The intestinal tract is a highly specialized organ responsible for nutrient digestion and absorption. In intestinal tissue, several cell types (ie, epithelial, mesenchymal, hematopoietic) contribute to preserving normal peristaltic functions and maintaining competent physical barriers to luminal microorganisms. Lymphocytes reside in the submucosal layer of the intestines and are normally involved in immune surveillance, providing a line of defense against luminal pathogens. However, this same population of lymphoid cells can give rise to diverse inflammatory or neoplastic pathologies.
In dogs, 2 notable intestinal diseases include T-cell–rich lymphoplasmacytic inflammatory bowel disease (IBD) and T-cell intestinal lymphoma (LSA).1-3 Because both pathologies have a population of predominately CD3+ T lymphocytes, differentiating between these clinical entities can be difficult, and definitive diagnosis may require a panel of tests, including histology, immunohistochemistry, and molecular profiling through PCR for antigen-receptor rearrangements.4 Identifying complementary surrogate biomarkers, which are reliable and aid in distinguishing inflammatory from neoplastic lymphoid pathologies, could advance veterinary medicine.
MicroRNAs are noncoding RNA sequences found in the genome that regulate translation of proteins following gene transcription. Based on their mechanism of action, microRNAs can control cell population phenotypes by regulating the expression of different signaling pathways that influence biologic behaviors.5 Pathologies that may be phenotypically similar or overlapping (eg, lymphoplasmacytic IBD, intestinal T-cell LSA) could have differential microRNA expression patterns, allowing for these clinically similar diseases to be distinguished from one another based on their microRNA profile.
This study examined the microRNA expression patterns derived from full-thickness intestinal biopsies collected from normal dogs and from dogs that had a confirmed diagnosis of T-cell–rich lymphoplasmacytic IBD or T-cell LSA. Out of 183 mature microRNA candidates, 12 specific microRNAs were selected based on their robust and highly differential expressions across groups (normal, IBD, LSA), as well as on their predicted functional role in pathologic lymphoid biology.

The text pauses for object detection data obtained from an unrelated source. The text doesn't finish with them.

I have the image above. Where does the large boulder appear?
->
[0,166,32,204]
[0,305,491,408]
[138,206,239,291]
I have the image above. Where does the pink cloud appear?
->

When evaluated across 8 normal, 8 IBD, and 8 T-cell LSA intestinal samples, the 12 microRNA panels produced differential patterns that could differentiate most (7 out of 8) cases of intestinal T-cell LSA from either normal intestine or T-cell–rich lymphoplasmacytic IBD. In general, intestinal T-cell LSA-associated microRNAs included upregulation of oncogenic microRNAs and downregulation of tumor-suppressive microRNAs. These preliminary findings derived from a small number of intestinal samples suggest that microRNA expression patterns could serve as an adjuvant molecular test to aid in the discrimination of intestinal T-cell LSA from other nonneoplastic intestinal T-cell pathologies.